Haven’t we seen this before? We move in, clear an area, turn it over or depart, only to see al Qaeda fighters comeback like so many cockroaches. We have over 100,000 troops in Afghanistan as we speak fighting under a generation of American commanders whose experience and degree of skill are arguably unmatched in American history. Our nation has been at war for over a decade with many troops doing two, three, four deployments in Iraq or Afghanistan or both. Folks, that kind of experience is hard to come by in ways of making war.

Still, we have failed to fulfill the mission mainly because the mission has failed our military. What are we fighting for? “To kill al Qaeda”, “To kill the Taliban”, “To limit the two and deny them territory”, “To stabilize the Afghan government”, “To win hearts and minds”, “To bring freedom and democracy to Afghanistan”, “For the children so they can have Christmas this year.” You name it and that’s what we are fighting for. At some point you have to stop and ask yourself, just what in the hell are we doing over there?

Over the past six to eight months, al Qaeda has begun setting up training camps, hideouts and operations bases in the remote mountains along Afghanistan’s northeastern border with Pakistan, some U.S., Afghan and Taliban officials say. The stepped-up infiltration followed a U.S. pullback from large swatches of the region starting 18 months ago. The areas were deemed strategically irrelevant and left to Afghanistan’s uneven security forces, and in some parts, abandoned entirely.

American commanders have argued that the U.S. military presence in the remote valleys was the main reason why locals joined the Taliban. Once American soldiers left, they predicted, the Taliban would go, too. Instead, the Taliban have stayed put, a senior U.S. military officer said, and “al Qaeda is coming back” (WSJ: Al Qaeda Makes Afghan Comeback)

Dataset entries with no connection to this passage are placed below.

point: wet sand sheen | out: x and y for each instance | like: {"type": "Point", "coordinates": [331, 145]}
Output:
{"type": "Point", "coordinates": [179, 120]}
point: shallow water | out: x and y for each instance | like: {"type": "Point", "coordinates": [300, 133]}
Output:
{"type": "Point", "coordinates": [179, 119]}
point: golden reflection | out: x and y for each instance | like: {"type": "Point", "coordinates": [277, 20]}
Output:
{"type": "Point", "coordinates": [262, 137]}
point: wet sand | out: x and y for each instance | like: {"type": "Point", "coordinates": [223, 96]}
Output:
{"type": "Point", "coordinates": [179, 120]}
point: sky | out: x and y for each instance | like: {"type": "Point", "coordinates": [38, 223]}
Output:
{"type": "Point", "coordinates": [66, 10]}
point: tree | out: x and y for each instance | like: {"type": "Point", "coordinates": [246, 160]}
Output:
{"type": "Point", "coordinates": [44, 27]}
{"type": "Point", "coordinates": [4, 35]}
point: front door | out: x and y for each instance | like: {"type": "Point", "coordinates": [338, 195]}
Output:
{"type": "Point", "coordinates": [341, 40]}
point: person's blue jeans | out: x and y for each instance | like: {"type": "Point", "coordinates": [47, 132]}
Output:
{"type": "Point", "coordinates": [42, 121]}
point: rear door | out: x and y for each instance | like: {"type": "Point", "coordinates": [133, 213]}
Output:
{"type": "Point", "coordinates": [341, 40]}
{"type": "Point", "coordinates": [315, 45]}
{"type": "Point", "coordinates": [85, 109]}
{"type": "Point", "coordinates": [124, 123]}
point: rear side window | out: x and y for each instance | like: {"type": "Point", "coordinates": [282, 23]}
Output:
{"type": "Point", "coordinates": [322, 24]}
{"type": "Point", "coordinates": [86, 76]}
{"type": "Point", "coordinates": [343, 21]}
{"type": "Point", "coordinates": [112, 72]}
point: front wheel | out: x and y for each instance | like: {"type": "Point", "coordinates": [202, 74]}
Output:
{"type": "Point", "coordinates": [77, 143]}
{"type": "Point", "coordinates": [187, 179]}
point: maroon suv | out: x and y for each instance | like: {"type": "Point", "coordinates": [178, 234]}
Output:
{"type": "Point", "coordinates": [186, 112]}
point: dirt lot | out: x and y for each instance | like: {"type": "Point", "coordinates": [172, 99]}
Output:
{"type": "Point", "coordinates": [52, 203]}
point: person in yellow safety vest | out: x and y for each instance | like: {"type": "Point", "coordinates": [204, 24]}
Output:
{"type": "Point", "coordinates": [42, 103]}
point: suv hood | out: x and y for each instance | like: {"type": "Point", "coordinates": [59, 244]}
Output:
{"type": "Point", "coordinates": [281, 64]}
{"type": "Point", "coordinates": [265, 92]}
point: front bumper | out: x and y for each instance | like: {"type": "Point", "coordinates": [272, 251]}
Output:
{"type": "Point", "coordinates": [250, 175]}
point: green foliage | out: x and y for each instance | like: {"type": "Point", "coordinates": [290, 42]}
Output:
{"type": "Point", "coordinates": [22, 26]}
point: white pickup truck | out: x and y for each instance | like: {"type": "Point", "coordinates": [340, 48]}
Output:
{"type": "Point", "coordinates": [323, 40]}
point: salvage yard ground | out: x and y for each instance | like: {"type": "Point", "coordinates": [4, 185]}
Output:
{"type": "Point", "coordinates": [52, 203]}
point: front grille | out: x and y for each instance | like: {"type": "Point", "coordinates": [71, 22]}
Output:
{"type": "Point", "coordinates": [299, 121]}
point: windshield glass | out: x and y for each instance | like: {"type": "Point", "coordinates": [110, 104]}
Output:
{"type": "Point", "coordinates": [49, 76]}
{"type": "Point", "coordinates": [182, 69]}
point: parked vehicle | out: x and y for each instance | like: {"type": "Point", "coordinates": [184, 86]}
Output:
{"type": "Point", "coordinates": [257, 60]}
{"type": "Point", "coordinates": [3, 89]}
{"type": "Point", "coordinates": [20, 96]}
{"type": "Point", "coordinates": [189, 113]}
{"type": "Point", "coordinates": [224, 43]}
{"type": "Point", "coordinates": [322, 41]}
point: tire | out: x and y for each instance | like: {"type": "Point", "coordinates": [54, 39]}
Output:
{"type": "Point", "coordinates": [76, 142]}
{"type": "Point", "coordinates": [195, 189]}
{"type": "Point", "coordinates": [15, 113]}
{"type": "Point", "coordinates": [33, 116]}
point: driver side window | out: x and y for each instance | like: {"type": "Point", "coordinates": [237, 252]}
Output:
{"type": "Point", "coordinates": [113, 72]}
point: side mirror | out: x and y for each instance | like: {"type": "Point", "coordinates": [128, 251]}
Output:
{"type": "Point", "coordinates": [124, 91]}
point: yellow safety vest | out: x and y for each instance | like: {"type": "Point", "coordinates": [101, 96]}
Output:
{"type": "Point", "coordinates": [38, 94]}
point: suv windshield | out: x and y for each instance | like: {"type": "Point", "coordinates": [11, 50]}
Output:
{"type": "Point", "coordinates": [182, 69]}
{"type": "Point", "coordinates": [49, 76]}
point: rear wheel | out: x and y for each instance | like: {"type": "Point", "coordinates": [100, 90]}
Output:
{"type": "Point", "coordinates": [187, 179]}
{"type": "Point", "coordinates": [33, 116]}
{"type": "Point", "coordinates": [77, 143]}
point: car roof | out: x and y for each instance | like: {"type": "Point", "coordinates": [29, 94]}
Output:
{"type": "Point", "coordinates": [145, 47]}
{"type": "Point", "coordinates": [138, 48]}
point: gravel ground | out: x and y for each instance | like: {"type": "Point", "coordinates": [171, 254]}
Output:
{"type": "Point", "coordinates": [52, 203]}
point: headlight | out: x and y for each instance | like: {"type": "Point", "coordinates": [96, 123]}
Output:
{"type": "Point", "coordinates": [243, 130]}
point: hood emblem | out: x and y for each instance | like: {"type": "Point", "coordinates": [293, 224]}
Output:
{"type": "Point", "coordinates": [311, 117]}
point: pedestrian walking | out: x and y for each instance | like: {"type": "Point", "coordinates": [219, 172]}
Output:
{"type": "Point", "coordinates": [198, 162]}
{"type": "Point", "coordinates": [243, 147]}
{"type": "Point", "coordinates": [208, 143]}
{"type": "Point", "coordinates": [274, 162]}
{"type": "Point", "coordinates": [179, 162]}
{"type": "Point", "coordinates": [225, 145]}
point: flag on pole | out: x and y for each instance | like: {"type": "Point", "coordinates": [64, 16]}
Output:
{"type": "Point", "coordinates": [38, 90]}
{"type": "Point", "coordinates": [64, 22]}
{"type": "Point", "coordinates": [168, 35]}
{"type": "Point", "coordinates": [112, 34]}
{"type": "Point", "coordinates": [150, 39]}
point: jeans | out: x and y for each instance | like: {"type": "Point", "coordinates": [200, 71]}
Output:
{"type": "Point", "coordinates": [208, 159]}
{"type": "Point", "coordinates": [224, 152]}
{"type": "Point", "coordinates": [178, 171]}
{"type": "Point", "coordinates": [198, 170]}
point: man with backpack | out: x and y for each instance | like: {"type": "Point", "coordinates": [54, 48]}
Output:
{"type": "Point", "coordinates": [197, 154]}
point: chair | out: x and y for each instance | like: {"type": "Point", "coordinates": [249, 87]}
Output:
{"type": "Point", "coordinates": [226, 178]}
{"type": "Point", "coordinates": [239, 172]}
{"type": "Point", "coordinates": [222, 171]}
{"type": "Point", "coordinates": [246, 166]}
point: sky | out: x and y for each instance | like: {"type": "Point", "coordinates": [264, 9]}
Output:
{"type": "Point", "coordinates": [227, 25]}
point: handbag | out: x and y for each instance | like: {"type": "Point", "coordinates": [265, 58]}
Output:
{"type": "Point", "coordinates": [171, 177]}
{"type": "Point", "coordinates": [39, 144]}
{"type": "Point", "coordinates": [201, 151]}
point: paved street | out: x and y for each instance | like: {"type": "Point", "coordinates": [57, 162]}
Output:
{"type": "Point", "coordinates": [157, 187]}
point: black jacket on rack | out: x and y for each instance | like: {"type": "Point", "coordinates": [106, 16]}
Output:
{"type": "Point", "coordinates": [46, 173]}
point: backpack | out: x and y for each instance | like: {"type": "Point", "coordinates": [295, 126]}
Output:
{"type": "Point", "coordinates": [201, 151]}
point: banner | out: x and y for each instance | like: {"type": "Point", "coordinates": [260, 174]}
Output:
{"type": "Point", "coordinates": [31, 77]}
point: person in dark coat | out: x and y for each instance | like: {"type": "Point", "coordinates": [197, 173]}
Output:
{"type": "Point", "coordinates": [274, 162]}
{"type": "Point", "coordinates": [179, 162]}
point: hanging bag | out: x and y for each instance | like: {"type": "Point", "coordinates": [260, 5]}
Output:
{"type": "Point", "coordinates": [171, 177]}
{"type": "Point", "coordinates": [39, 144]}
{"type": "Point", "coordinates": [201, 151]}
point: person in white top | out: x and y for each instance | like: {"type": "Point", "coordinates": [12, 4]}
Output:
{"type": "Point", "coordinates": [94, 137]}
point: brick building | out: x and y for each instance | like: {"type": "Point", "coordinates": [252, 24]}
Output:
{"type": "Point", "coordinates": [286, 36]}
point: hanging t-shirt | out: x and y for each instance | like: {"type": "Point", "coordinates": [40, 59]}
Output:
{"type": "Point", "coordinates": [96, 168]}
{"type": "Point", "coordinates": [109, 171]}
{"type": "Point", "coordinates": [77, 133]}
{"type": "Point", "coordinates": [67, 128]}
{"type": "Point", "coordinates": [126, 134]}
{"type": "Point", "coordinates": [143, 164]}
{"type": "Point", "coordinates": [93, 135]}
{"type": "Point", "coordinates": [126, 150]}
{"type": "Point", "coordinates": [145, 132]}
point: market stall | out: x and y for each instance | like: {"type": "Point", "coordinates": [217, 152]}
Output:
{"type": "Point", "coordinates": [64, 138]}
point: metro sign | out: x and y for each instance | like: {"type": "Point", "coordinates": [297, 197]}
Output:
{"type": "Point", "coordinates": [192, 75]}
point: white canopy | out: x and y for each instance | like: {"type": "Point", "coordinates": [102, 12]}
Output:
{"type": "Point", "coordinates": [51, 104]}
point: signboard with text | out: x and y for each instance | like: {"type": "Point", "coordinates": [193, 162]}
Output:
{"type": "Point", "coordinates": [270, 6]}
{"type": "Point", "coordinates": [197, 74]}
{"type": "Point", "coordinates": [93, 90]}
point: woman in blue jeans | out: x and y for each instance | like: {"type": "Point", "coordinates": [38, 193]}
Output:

Now it would be easy to assume that myself and many others have turned against this war in opposition to President Obama, as if our principles go only so far as the party that occupies the White House. That would be a criminal thing to say, especially considering that I fought in Iraq and my brother has been deployed to Afghanistan — oh, I don’t know, three, or four times, now ? He lost a very close friend during one of those deployments. It boils down to really one final resolute point: Our military, no military for that matter, is equipped or trained in this kind of undertaking. Nor should it be. Notice I didn’t use war to describe the mammoth operation. It is an undertaking, an experiment. Meaning, it is green peace, peace corp, habitat for humanity, get out the vote, crossing guards, hall monitors, with a some military operations all rolled into one. When our top general admonishes the civilian population back home about the dangers of burning the koran because it may put US troops in danger, again, you have to ask yourself, just what in the hell are we doing over there?

Our troops are already in danger. They are at war, dear general. And by the way, generals should worry more about war than domestic politics. Now that I’m long out of the military I can say this: Pipe down general and color on your own paper.

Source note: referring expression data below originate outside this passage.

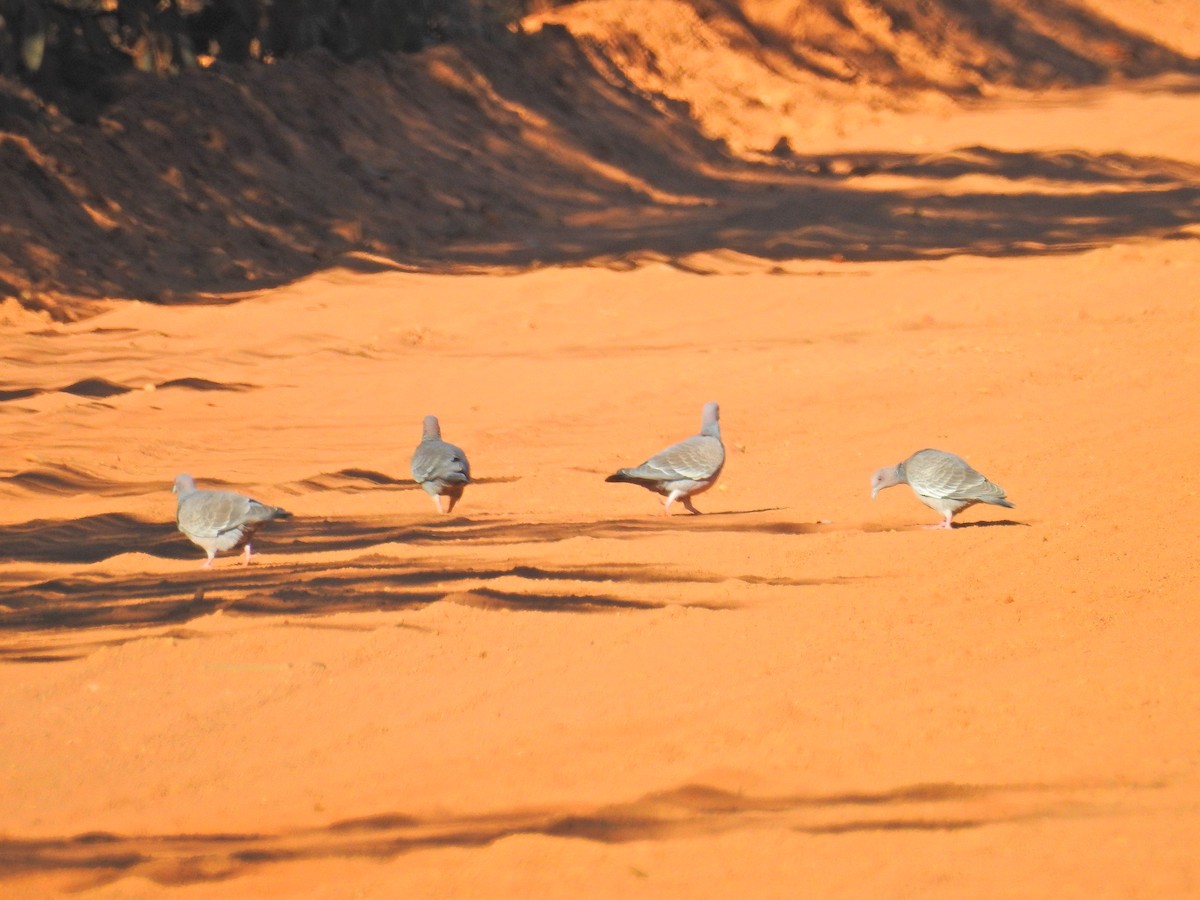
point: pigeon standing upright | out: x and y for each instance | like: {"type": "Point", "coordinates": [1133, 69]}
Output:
{"type": "Point", "coordinates": [220, 520]}
{"type": "Point", "coordinates": [683, 469]}
{"type": "Point", "coordinates": [942, 481]}
{"type": "Point", "coordinates": [441, 468]}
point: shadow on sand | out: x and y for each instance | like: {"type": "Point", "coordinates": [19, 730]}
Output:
{"type": "Point", "coordinates": [577, 168]}
{"type": "Point", "coordinates": [688, 811]}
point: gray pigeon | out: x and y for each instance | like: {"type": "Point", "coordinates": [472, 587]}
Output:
{"type": "Point", "coordinates": [220, 520]}
{"type": "Point", "coordinates": [441, 468]}
{"type": "Point", "coordinates": [683, 469]}
{"type": "Point", "coordinates": [942, 481]}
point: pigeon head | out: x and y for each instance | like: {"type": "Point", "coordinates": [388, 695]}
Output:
{"type": "Point", "coordinates": [887, 477]}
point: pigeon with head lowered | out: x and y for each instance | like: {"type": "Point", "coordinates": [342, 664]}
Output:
{"type": "Point", "coordinates": [683, 469]}
{"type": "Point", "coordinates": [441, 468]}
{"type": "Point", "coordinates": [942, 481]}
{"type": "Point", "coordinates": [220, 520]}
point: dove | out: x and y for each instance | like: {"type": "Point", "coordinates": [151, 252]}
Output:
{"type": "Point", "coordinates": [220, 520]}
{"type": "Point", "coordinates": [683, 469]}
{"type": "Point", "coordinates": [441, 468]}
{"type": "Point", "coordinates": [942, 481]}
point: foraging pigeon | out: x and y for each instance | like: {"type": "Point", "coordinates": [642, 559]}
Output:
{"type": "Point", "coordinates": [683, 469]}
{"type": "Point", "coordinates": [220, 520]}
{"type": "Point", "coordinates": [441, 468]}
{"type": "Point", "coordinates": [942, 481]}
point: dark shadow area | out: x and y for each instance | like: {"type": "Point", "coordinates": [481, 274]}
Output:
{"type": "Point", "coordinates": [101, 388]}
{"type": "Point", "coordinates": [91, 539]}
{"type": "Point", "coordinates": [371, 583]}
{"type": "Point", "coordinates": [509, 156]}
{"type": "Point", "coordinates": [691, 810]}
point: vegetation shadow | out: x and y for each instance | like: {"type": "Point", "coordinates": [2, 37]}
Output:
{"type": "Point", "coordinates": [579, 168]}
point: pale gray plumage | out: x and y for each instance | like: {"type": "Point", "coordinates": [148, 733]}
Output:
{"type": "Point", "coordinates": [220, 520]}
{"type": "Point", "coordinates": [441, 468]}
{"type": "Point", "coordinates": [683, 469]}
{"type": "Point", "coordinates": [942, 481]}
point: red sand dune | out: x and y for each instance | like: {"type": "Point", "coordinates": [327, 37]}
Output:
{"type": "Point", "coordinates": [563, 247]}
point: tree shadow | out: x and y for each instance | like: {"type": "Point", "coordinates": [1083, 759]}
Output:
{"type": "Point", "coordinates": [319, 588]}
{"type": "Point", "coordinates": [93, 539]}
{"type": "Point", "coordinates": [691, 810]}
{"type": "Point", "coordinates": [471, 159]}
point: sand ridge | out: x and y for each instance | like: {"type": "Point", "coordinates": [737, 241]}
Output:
{"type": "Point", "coordinates": [557, 690]}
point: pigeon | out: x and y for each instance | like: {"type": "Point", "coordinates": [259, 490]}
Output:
{"type": "Point", "coordinates": [441, 468]}
{"type": "Point", "coordinates": [220, 520]}
{"type": "Point", "coordinates": [942, 481]}
{"type": "Point", "coordinates": [683, 469]}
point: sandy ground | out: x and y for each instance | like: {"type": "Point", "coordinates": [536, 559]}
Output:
{"type": "Point", "coordinates": [557, 690]}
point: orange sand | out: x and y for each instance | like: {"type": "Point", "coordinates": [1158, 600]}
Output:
{"type": "Point", "coordinates": [557, 691]}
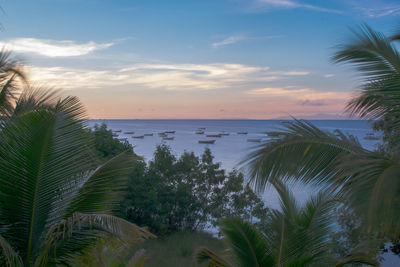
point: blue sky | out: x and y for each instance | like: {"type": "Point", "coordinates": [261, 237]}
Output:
{"type": "Point", "coordinates": [255, 59]}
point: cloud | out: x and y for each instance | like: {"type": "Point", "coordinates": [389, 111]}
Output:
{"type": "Point", "coordinates": [290, 4]}
{"type": "Point", "coordinates": [228, 41]}
{"type": "Point", "coordinates": [52, 48]}
{"type": "Point", "coordinates": [277, 91]}
{"type": "Point", "coordinates": [290, 73]}
{"type": "Point", "coordinates": [305, 96]}
{"type": "Point", "coordinates": [378, 12]}
{"type": "Point", "coordinates": [160, 76]}
{"type": "Point", "coordinates": [309, 102]}
{"type": "Point", "coordinates": [237, 38]}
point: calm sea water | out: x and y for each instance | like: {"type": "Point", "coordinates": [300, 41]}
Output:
{"type": "Point", "coordinates": [228, 150]}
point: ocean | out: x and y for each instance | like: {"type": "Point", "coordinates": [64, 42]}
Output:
{"type": "Point", "coordinates": [230, 149]}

John Hinderaker over at Power Line partners up nicely with my own thoughts.

I think it is. In the aftermath of September 11, we had no choice but to overthrow the Taliban, destroy al Qaeda’s training centers and kill and scatter as many al Qaeda and Taliban terrorists as possible. We did that, brilliantly. Bin Laden escaped by the skin of his teeth, but al Qaeda has never recovered from that initial devastation.

Since then, for going on nine years, we have pursued a somewhat half-hearted peacekeeping/democracy policy in Afghanistan. The Bush administration was right, I think, not to devote excessive resources to Afghanistan, which is virtually without strategic significance compared with countries like Iran, Iraq and Egypt. Moreover, the country’s human natural and human raw material could hardly be less promising.

Afghans are not just living in an earlier century; they are living in an earlier millenium. Their poverty, cultural backwardness and geographic isolation-roads verge on the nonexistent-are hard for us to fathom. They are a tribal society run by pederasts whose main industry is growing poppies. If our security hinges on turning this place into a reasonably modern, functioning country, we are in deep trouble. But I don’t think it does; and, in any event, I don’t think we can do it.

In large part, our effort in Afghanistan has been devoted to protecting normal Afghans against extremists like the Taliban. But, as the current rioting in Kandahar, Mazar-e Sharif and elsewhere reminds us, there there may not be a lot of daylight between the Taliban and more moderate Afghan factions.

None of this is to suggest that American forces have to cut tail and run. The last thing we want is Afghanistan to turn into a Jihad Mecca. Certainly not. We can still do really fun things like drone strikes, aerial bombing raids when intelligence is sufficient, and special operations from time to time just to let the bearded fighters know that we still have their number.